After Brad Daily and Mike Claxton won the auction, they discovered the locker contained 114 paintings they say are by Tala Madani, who was once a student at Oregon State University.

Madani, who was born in Iran, has won awards for her work, some of which is collected in museums such as the Tate Modern in the U.K. She is presently represented by the Pilar Corrias Gallery in London.

Daily and Claxton, who do business as the Independence Collection, said they found some personal items in the locker, including photo ID cards for Madani, and contacted her, in an attempt to return them to her.

While they also discussed returning several of Madani’s paintings, negotiations quickly degenerated, they said in their pleadings. They claim that Madani’s mother and independent documentation confirm that the paintings are the artist’s work.

They then put one of the paintings up for auction through the Phillips Gallery of New York in May 2013, at which they anticipated a sale price of between $15,000 and $20,000. The auction didn’t take place because Madani contacted the gallery to challenge the legitimacy of the Independence Group’s ownership of the work, and threatened to sue the gallery.

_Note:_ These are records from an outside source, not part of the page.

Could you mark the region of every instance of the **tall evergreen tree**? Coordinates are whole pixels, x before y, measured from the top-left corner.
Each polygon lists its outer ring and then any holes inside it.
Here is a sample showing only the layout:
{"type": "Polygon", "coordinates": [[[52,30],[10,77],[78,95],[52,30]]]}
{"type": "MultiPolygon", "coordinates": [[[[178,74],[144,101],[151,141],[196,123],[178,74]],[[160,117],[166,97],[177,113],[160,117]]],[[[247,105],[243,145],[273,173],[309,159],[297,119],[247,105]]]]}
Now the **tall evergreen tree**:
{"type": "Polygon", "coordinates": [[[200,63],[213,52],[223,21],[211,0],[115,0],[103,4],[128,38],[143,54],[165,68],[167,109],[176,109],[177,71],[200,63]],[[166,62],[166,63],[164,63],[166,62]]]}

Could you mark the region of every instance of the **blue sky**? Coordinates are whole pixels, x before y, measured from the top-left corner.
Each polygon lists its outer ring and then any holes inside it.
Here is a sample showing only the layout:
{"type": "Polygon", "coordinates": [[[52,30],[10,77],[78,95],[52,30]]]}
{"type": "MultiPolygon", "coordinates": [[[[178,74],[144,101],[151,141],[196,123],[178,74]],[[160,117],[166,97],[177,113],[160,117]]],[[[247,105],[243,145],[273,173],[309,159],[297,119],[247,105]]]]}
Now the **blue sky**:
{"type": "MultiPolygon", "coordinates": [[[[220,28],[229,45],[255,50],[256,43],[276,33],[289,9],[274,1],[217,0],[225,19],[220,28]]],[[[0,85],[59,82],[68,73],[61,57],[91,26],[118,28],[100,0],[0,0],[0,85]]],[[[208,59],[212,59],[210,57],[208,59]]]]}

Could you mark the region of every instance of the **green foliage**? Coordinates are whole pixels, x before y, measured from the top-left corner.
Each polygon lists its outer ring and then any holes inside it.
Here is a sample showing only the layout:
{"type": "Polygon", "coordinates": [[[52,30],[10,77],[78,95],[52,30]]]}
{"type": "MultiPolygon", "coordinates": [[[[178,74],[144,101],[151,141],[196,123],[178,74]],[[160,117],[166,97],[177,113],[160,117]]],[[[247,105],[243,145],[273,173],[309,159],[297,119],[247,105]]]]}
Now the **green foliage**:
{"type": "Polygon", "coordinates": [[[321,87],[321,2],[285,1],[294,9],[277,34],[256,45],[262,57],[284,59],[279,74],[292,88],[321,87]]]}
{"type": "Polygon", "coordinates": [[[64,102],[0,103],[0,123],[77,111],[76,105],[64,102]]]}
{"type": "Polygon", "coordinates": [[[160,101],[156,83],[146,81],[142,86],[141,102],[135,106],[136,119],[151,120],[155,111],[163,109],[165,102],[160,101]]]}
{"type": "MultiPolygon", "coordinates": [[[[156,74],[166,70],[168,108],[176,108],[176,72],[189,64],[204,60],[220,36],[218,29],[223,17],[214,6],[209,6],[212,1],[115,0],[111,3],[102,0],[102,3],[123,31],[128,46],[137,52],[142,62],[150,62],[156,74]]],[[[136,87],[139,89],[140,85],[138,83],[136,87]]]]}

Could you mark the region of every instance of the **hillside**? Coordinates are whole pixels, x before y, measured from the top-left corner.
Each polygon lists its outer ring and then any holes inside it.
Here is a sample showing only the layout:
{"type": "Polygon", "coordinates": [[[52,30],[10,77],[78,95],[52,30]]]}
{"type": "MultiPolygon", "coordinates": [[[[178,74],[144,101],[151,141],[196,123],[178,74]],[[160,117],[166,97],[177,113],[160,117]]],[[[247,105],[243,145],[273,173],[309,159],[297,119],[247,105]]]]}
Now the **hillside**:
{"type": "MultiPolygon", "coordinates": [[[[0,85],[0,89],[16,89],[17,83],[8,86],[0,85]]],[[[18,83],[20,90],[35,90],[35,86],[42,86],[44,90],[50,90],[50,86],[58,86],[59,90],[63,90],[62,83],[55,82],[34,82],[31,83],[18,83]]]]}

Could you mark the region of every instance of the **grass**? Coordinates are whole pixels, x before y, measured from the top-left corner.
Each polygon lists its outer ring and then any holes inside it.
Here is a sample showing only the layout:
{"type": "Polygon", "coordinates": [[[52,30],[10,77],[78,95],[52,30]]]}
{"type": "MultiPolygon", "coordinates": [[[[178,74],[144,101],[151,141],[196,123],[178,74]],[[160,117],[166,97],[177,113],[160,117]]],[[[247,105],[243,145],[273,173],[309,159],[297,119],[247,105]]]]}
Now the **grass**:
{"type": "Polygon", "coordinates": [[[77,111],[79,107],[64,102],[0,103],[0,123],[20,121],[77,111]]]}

Madani’s lawyers then told the Independence Group that the artist disclaims the painting and that it would be a criminal offense to sell them as her artwork, according to court papers.

Independence Group asked the court to declare that it owns the work, and to quit interfering with their attempts to sell it. They also seek an order barring Madani from disclaiming the work, and money damages in excess of $150,000.

They also asked the court to declare that the sale of any of the works in the collection doesn’t violate any of the artist’s rights.

Madani didn’t respond immediately to an e-mailed request for comment sent through her gallery.

The case is Independence Collection LLC v. Madani, 6:13-cv-01397-MC, U.S. District Court, District of Oregon (Eugene).

Judge Refuses to Hear Curb Records’ Case Against Tim McGraw

A copyright dispute between Nashville, Tennessee-based Curb Records Inc. and country-music singer Tim McGraw was closed down by a federal judge in Tennessee.

Curb sued McGraw for copyright infringement in federal court in Nashville in April, related to master recordings the singer delivered to a new label, Big Machine Records LLC.

McGraw recorded these in a time period covered by a contract to Curb, the company said in its complaint, alleging that it was the rightful owner of the copyrights.

Curb had also sued McGraw in state court, alleging that the singer had violated his contract.

U.S. District Judge William J. Haynes Jr. ordered the case closed, saying he couldn’t address the copyright-infringement case until the copyright ownership issues are finally resolved by the state courts.

In his ruling he said that any party to the litigation could file a motion to reopen the case after the state courts make their final ruling.

He noted that the Tennessee Court of Appeals had already denied Curb’s request to bar McGraw’s recording new content. That court found the request inappropriate, giving the label “the ability to keep McGraw from moving forward with his recording career.” That court refused to reverse a lower-court ruling permitting McGraw to go ahead and record new content.

The federal case is Curb Records Inc. v. McGraw, 3:13-cv-00399, U.S. District Court, Middle District of Tennessee (Nashville).

For more copyright news, click here.

Trade Secrets/Industrial Espionage

Telekom Malaysia Says It’s Still Probing Espionage Claim

Telekom Malaysia Bhd is continuing its investigation into an alleged industrial espionage incident involving an employee of one of its multinational partner companies, the Malay Mail Online reported.

The incident involved a visit a group of Telekom Malaysia employees made to the overseas facility of a European partner company, according to Malay Mail Online.

The partner company employee allegedly joined the group of Telekom Malaysia employees on this visit, thus obtaining access to facilities belonging to a competitor, Malay Mail Online reported.

Although Telekom Malaysia declined to identify either of the two rival partner companies, Malay Mail reported that both are bidding to provide infrastructure for the Malaysian company’s 4G Long Term Evolution technology aimed at providing high speed mobile broadband.